# Lithium Peroxide-Based Battery Offers 7X Energy Density



## rochesterricer (Jan 5, 2011)

This one looks very interesting. Who knows if it will make it out of the lab though.


----------



## samwichse (Jan 28, 2012)

If I read this correctly, it looks like they basically made a sealed lithium-air battery using peroxide to store/release the oxygen needed, kind of like crass metabolism plants chemically bind CO2 at night and avoid gas exchange during the day.


----------



## PhantomPholly (Aug 20, 2008)

Agreed - they weren't explaining well where the extra "O" was going. There has to be a complimentary reaction to hold the oxygen during charge and discharge.

Not crass if it works, though.


----------



## green_EV 2000 (May 2, 2014)

aboratory products and production as well as the gap is too big, a variety of factors, including production equipment, cost, etc.


----------



## JRP3 (Mar 7, 2008)

> At that time, the energy density is 370Wh per 1kg of the positive/negative electrode active material, which is about seven times higher than that of existing Li-ion rechargeable batteries using LiCoO2 positive electrodes and graphite negative electrodes.

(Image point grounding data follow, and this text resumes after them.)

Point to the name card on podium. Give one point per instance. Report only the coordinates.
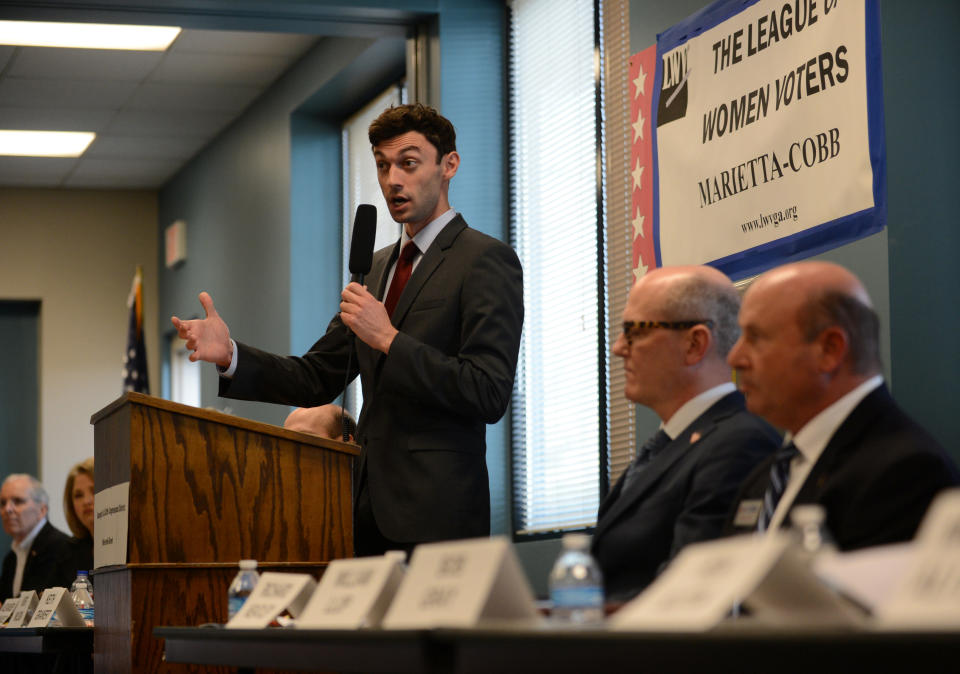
(460, 584)
(767, 574)
(112, 525)
(7, 610)
(928, 596)
(56, 600)
(274, 594)
(24, 611)
(353, 593)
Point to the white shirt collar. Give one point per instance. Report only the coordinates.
(694, 407)
(27, 542)
(812, 439)
(424, 238)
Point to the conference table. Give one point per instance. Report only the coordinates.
(46, 650)
(550, 649)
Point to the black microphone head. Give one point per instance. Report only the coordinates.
(364, 238)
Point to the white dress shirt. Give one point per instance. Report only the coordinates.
(812, 439)
(694, 407)
(22, 552)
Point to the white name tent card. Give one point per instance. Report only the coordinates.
(56, 600)
(112, 523)
(353, 593)
(461, 584)
(768, 575)
(7, 610)
(274, 594)
(24, 611)
(928, 596)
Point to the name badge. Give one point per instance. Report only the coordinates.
(353, 593)
(274, 593)
(460, 584)
(24, 611)
(56, 600)
(748, 513)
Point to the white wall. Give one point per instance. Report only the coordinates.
(76, 251)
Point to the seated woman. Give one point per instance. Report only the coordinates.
(78, 508)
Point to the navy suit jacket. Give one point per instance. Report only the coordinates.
(682, 496)
(426, 404)
(876, 476)
(50, 563)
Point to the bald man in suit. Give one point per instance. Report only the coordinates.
(808, 361)
(679, 324)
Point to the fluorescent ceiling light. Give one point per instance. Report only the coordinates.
(86, 35)
(44, 143)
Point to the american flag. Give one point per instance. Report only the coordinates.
(135, 356)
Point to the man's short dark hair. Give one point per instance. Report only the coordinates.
(693, 298)
(400, 119)
(859, 321)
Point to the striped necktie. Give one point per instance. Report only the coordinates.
(401, 275)
(647, 452)
(779, 476)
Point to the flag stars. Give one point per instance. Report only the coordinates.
(639, 83)
(637, 174)
(638, 126)
(638, 225)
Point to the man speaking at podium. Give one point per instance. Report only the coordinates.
(437, 332)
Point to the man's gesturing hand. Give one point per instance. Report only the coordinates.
(208, 338)
(361, 312)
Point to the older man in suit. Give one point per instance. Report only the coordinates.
(808, 361)
(41, 555)
(436, 342)
(679, 324)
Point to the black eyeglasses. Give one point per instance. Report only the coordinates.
(633, 329)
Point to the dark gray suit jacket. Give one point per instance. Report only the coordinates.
(426, 405)
(682, 496)
(876, 476)
(50, 563)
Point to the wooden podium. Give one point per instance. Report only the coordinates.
(206, 490)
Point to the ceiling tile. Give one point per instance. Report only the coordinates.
(155, 96)
(30, 93)
(84, 64)
(35, 171)
(220, 68)
(168, 123)
(54, 119)
(6, 53)
(139, 147)
(234, 42)
(121, 173)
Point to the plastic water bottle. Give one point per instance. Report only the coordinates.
(576, 584)
(809, 523)
(241, 587)
(82, 592)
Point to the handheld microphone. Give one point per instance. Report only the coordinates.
(364, 238)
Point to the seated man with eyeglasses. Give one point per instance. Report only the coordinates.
(679, 324)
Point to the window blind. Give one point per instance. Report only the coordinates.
(559, 405)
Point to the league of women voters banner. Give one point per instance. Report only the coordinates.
(760, 138)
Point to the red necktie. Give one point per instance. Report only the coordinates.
(400, 275)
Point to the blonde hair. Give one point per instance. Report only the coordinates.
(76, 526)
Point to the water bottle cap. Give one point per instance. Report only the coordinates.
(808, 514)
(576, 541)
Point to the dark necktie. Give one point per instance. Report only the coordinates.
(647, 452)
(779, 476)
(401, 275)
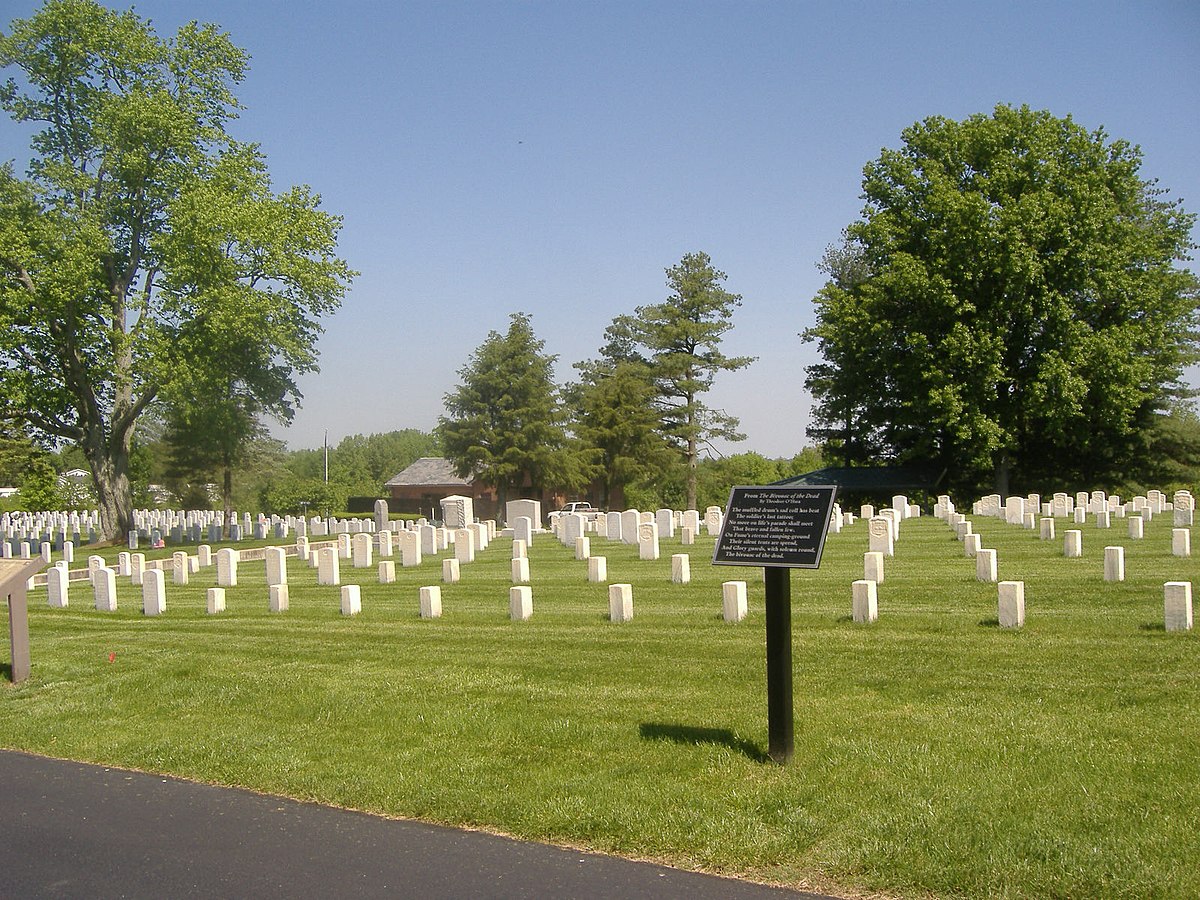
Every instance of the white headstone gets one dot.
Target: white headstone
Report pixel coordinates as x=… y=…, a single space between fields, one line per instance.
x=621 y=603
x=681 y=569
x=613 y=525
x=864 y=603
x=1012 y=604
x=522 y=529
x=520 y=603
x=629 y=521
x=598 y=569
x=361 y=551
x=276 y=565
x=457 y=511
x=154 y=592
x=1181 y=543
x=1177 y=605
x=1073 y=544
x=329 y=567
x=665 y=521
x=227 y=568
x=431 y=601
x=520 y=570
x=352 y=600
x=465 y=545
x=215 y=600
x=103 y=585
x=1114 y=564
x=733 y=600
x=985 y=565
x=58 y=579
x=873 y=567
x=409 y=549
x=881 y=539
x=648 y=540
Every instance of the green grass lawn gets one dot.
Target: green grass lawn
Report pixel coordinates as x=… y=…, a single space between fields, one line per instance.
x=936 y=754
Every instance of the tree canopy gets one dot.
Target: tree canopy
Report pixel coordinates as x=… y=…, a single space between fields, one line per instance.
x=678 y=343
x=1012 y=304
x=505 y=424
x=143 y=237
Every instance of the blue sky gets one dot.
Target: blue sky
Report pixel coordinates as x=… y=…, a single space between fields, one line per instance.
x=556 y=157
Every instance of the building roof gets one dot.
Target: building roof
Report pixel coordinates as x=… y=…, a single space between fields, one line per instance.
x=432 y=471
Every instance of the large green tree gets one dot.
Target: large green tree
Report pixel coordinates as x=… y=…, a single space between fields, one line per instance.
x=139 y=225
x=504 y=421
x=681 y=342
x=1012 y=304
x=613 y=412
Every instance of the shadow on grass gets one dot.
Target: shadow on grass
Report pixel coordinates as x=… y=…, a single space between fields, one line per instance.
x=696 y=736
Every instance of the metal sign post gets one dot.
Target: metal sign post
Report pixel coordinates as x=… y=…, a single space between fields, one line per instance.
x=779 y=528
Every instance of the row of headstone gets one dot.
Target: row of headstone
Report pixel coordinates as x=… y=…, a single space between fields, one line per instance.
x=1084 y=507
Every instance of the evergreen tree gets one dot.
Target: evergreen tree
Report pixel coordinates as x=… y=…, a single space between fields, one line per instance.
x=1012 y=303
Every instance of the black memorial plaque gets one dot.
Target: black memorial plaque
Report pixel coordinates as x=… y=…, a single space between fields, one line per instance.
x=775 y=526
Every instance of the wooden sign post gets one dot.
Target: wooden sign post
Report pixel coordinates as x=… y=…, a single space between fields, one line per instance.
x=779 y=527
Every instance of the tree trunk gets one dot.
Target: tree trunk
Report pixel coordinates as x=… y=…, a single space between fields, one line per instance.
x=691 y=471
x=109 y=472
x=227 y=497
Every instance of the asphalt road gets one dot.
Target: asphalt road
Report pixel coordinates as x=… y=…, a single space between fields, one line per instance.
x=70 y=829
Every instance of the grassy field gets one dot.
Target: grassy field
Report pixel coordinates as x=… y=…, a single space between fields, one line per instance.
x=936 y=754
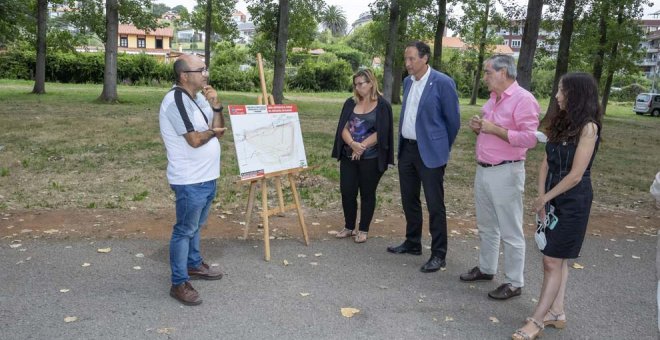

370Wh/kg is not 7 times higher than any existing LiCo, maybe 3 times higher than standard LiCo, and the Panasonic NCA that Tesla uses is around 260Wh/kg. Never a good sign when they flat out lie about the density.


----------



## steven4601 (Nov 11, 2010)

Are they not referring to the actual ingredients? 
Not assembled battery mass...?


----------



## PhantomPholly (Aug 20, 2008)

The devil is in the details...


----------